En 2023, la ferme est passée entre de nouvelles mains, celles de Gabrielle Robidoux-Martin et des frères Michael et Jean-William Côté. Le petit piment venu du sud-ouest de la France a gardé sa primauté, mais le trio a beaucoup de projets pour le lopin, idéalement situé dans le microclimat des Éboulements-Centre.

« À la base, on voulait se lancer dans le maraîchage bio de petites surfaces, ce pour quoi on a été formé entre autres au Jardin de la Grelinette, chez Jean-Martin [Fortier] et Maude-Hélène [Desroches]. Quand on a commencé à regarder les terrains, on a réalisé qu’il y a de bonnes et de belles entreprises qui font du maraîchage et qui desservent très bien la population de Charlevoix et même de Québec. On s’est demandé si on voulait jouer du coude… Même si on collabore, un autre joueur vient changer la dynamique et prendre une part de marché », estime Jean-William.

C’est là qu’une rencontre est venue tout changer… ou presque. « Via L’ARTERRE, on a rencontré Valérie. On a vite réalisé le legs colossal que la ferme représentait. Notre vision s’est adaptée, mais au fond, elle reste la même : on fait pousser des légumes de la manière qui correspond à nos valeurs, en appliquant les principes de l’agroécologie dans tous nos choix. Et au final, la transformation est une façon d’avoir des denrées non périssables toute l’année », lance Jean-William.

La première année de production en a été une de découvertes et d’apprivoisement pour les nouveaux propriétaires. « On a commencé les démarches pour faire notre précertification bio. Pour nous, c’est une affirmation importante, mais le but est de dépasser les critères de base. On veut créer un étang, des haies brise-vent fruitières, un microcosme vivant. »

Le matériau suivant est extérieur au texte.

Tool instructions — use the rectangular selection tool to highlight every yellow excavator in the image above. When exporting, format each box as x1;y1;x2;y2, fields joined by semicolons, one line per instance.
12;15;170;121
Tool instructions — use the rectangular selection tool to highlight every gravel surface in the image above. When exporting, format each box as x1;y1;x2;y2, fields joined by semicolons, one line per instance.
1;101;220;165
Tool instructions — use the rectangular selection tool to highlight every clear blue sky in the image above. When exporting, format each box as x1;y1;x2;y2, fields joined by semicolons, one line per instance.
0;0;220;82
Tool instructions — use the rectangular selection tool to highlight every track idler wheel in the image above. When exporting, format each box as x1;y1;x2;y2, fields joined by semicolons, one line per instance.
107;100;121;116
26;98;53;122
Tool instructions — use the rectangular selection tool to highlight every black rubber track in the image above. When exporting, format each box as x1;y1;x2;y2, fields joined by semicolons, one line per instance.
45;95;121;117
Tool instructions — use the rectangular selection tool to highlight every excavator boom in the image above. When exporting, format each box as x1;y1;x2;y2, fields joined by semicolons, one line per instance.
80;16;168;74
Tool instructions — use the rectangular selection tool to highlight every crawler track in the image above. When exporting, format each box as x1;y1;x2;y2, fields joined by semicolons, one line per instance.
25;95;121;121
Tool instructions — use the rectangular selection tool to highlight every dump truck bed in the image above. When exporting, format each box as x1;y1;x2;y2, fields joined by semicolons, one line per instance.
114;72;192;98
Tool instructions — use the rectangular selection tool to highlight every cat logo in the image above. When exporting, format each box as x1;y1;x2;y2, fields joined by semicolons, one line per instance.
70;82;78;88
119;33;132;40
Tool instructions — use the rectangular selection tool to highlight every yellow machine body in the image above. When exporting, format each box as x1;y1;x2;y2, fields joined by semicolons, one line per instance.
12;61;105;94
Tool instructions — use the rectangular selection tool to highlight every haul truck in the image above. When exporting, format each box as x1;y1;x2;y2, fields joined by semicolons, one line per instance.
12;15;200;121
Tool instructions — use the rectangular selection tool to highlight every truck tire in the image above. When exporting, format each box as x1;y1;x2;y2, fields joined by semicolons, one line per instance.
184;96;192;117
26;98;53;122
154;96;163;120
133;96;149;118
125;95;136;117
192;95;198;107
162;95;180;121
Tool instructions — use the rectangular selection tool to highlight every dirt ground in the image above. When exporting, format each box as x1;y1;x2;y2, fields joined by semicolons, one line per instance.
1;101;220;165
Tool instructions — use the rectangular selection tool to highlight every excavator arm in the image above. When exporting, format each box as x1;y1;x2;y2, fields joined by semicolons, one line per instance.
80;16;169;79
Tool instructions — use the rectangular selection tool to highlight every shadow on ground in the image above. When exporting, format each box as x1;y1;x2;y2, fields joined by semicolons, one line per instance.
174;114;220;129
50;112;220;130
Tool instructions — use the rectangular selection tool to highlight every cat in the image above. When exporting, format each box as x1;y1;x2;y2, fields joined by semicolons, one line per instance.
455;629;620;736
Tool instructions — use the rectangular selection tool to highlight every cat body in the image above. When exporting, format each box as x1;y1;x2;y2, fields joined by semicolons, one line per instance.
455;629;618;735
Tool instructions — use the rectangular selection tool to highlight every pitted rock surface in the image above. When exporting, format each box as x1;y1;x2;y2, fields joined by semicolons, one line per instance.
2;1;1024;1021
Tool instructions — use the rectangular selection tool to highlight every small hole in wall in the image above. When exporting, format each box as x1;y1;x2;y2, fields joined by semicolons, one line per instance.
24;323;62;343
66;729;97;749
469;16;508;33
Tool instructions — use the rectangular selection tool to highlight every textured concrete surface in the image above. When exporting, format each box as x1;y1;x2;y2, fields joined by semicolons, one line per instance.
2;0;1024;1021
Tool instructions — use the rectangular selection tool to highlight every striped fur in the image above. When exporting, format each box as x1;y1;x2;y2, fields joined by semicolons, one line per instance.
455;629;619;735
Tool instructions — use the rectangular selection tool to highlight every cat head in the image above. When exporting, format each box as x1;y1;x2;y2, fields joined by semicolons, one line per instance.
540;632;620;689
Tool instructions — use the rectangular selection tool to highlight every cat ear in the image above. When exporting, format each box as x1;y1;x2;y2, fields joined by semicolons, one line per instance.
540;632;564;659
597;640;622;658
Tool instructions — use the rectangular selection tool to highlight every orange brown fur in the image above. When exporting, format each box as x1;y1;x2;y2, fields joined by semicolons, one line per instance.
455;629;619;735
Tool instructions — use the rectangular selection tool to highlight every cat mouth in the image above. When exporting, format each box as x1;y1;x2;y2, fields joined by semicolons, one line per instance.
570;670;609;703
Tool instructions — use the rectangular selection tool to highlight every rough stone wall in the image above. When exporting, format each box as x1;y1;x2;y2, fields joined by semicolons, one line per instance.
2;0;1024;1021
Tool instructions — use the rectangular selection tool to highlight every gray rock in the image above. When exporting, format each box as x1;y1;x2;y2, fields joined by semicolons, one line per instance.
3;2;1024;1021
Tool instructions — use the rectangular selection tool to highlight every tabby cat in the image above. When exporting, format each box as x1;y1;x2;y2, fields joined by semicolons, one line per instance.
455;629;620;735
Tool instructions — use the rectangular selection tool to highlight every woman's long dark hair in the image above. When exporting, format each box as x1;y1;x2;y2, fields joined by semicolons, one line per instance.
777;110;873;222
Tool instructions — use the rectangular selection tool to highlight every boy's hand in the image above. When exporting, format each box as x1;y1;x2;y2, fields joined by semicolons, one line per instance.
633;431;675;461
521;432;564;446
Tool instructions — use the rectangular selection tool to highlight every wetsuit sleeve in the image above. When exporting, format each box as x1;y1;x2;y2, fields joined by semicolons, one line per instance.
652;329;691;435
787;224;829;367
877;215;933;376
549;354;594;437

Plusieurs grandes Célébrations du Kimchi sont orchestrées par SymbiOse AlimenTerre chaque année, dont celle qui se déroule depuis 3 ans au Jardin des Chefs
Plusieurs grandes Célébrations du Kimchi sont orchestrées par SymbiOse AlimenTerre chaque année, dont celle qui se déroule depuis 3 ans au Jardin des Chefs ©Émélie Bernier

Comme les corvées de jadis

Le Jardin des chefs est l’hôte de la Célébration du kimchi, « l’incarnation de tout ce qui se passe de beau chez nous », lance Jean-William. « C’est particulier en ce moment. De manière un peu implicite, en agriculture, les gens se donnent des coups de main, s’entraident, mais pousser ça à ce point-là, c’est extraordinaire! Il y a une volonté de faire des projets qui dépassent chaque entreprise individuellement », se réjouit le producteur maraîcher.

Cette collaboration est en quelque sorte une réponse aux défis du secteur. « On revient à l’essentiel. Avant, c’était le gros bon sens que de collaborer pour survivre. Dans le contexte actuel, avec l’inflation, la pénurie de main-d’œuvre et la job en agriculture qui est de plus en plus difficile, le fait de se mettre ensemble fait partie de la solution. On réduit nos charges individuelles en ayant des lieux, des équipements disponibles à tous et toutes. L’idéation qu’on fait ensemble, la créativité, c’est beau à voir! » lance-t-il, encore enivré des effluves de kimchi.

Dans Charlevoix, comme ailleurs, l’union fait définitivement la force!